Category Archives: Appellate Practice

Appellate Division refuses to apply 'Rova Farms' to first party UM claims

In the well known Rova Farms decision, the New Jersey Supreme Court held that a liability insurer who in bad faith refuses to accept a plaintiff’s reasonable settlement demand, will be liable for the amount of any judgment above and beyond the insured’s policy limits. In an opinion approved for publication on June 30, 2008, the Appellate Division held that a UM carrier cannot be exposed to Rova Farms liability in refusing to settle with an insured. The court in Taddei v. State Farm, was faced with a case where the plaintiff/insured made a settlement demand after non-binding UM arbitration of $87,500. A jury eventually awarded the plaintiff $2.6 million. However, the trial judge molded the verdict to the $100,000 policy limit. On appeal , the plaintiff argued that the carrier had acted in bad faith, in light of the refusal to settle. The Appellate Division was un-persuaded, reasoning that the Rova Farms bad faith model is inapplicable in the UM and UIM context because the insured is the claimant and, therefore, not exposed to an award in excess of the policy limit.

Standard of Appellate Review in Partial permanent disability workers' compensation case

Claimant Orsola Doria, sixty-eight years old at the time of her alleged “accident” filed occupational and specific accident claims against her employer alleging that as a result of her employment as a housekeeper for five years she was totally and completely disabled as a result of the following:

“occupational exposure to dust, fumes, pulmonary irritants, bending, lifting, repeated manipulations, standing, stress, strain, adverse environment causing occupational conditions and diseases . . . .she alleged impairment to her “chest, lungs, nose, throat, neck, back, knees, arthritis, nervous system, neurosis, and complications arising therefrom.”

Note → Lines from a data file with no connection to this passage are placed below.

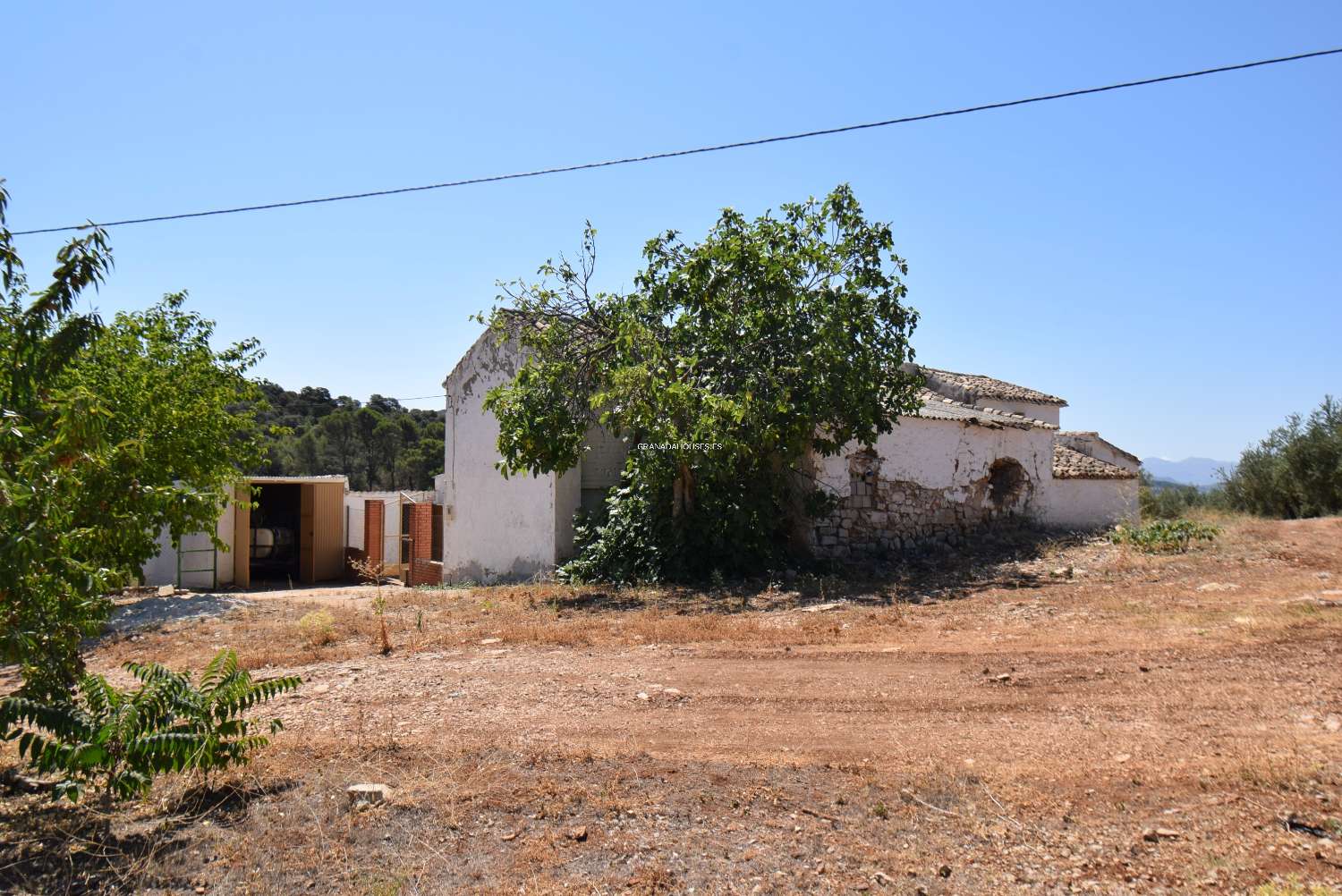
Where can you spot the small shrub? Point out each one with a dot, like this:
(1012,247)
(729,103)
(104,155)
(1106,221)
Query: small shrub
(121,740)
(372,573)
(319,628)
(1165,536)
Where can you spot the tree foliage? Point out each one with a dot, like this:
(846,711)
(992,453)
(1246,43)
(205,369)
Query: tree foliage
(107,434)
(121,740)
(727,364)
(378,444)
(1296,471)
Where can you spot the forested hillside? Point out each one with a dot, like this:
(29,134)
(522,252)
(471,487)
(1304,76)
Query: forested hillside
(378,444)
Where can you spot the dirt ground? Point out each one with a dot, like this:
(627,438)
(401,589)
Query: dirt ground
(1038,719)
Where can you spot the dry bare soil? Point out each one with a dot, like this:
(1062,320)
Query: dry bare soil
(1076,718)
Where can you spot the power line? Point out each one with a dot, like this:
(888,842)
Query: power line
(676,153)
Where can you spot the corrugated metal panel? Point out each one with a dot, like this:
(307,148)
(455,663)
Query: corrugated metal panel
(327,530)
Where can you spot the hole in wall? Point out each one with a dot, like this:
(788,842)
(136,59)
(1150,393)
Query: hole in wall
(1007,483)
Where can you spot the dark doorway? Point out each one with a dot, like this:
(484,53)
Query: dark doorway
(1007,483)
(274,533)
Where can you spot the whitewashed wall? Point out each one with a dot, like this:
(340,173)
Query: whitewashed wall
(1091,503)
(163,569)
(947,455)
(494,528)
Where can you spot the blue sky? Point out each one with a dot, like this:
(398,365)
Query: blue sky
(1165,258)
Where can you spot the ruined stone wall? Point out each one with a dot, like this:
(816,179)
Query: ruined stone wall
(929,482)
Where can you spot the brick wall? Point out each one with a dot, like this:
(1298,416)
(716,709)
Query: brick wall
(424,571)
(421,531)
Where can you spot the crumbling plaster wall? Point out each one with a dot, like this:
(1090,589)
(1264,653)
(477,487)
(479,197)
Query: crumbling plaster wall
(929,480)
(494,528)
(1083,504)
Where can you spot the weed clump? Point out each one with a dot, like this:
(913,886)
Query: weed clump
(1165,536)
(319,628)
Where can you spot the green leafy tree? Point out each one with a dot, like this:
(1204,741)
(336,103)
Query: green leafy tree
(1296,471)
(120,740)
(727,364)
(337,432)
(369,444)
(107,434)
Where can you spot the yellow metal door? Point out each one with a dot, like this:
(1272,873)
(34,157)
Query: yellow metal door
(242,537)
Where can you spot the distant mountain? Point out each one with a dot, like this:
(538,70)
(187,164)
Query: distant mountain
(1191,471)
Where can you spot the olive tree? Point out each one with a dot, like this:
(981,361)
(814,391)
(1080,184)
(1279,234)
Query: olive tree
(727,365)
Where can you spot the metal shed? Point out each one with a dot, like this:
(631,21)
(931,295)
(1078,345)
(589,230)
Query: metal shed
(310,547)
(317,511)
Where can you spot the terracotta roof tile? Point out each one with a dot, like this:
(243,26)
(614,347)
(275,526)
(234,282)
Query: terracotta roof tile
(1070,463)
(974,388)
(939,407)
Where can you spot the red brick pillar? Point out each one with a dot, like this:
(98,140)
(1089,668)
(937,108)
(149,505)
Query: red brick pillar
(373,533)
(421,546)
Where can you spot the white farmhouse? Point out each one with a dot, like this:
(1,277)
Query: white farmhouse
(977,452)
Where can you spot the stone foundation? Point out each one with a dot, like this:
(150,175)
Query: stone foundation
(882,517)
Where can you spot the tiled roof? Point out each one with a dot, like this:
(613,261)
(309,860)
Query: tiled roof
(937,407)
(1070,463)
(1103,442)
(973,388)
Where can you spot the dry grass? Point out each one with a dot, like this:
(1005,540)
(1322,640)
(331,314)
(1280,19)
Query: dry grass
(866,746)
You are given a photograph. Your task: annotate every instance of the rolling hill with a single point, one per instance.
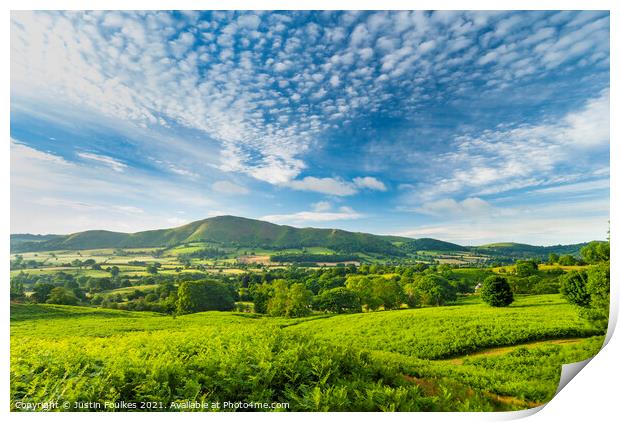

The claimant presented the testimony of three doctors. Dr. Ahmad, an orthopedist, diagnosed “spinal sprain, arthritis, and [muscle pain.” Dr. Latimer, a psychiatrist, diagnosed her as suffering from “post concussion syndrome, chronic headaches, fatigue and depression” and Dr. Friedman, found that the claimant had “chronic bronchitis.”

Respondent’s doctors found no disability except for 2.5% of permanent partial total for “post-concussion syndrome” related to an incident where a ceiling tile fell on the claimant’s head.

After eight (8) trial days, the Judge of Compensation found a permanent partial disability of 30% of partial total and dismissed the petitioner’s claims against the Second Injury Fund. The claimant appealed.

The Appellate Panel cited the standard of review (exhaustively discussed in our book) found in Tlumac v. High Bridge Stone, stating that the appellate court will not disturb the fact findings of a Judge of Compensation provided they “are supported by substantial credible evidence in the record and not so wide off the mark as to be manifestly mistaken.”

Post-Tlumac, the ‘threshold’ for appellate review has been raised. A party seeking review of the decision of a Judge of Compensation has a difficult bar to surmount. The decision in Doria (above) should lend support to a Judge applying common-sense to a trumped-up claim.

Case: Doria v. Bayonne Hospital, A-4874-06T1 (App. Div. decided June 27, 2008)(Judges Coburn, Chambers, and Waugh, unpublished as of blog date). Attorneys for the claimant: Freeman & Bass.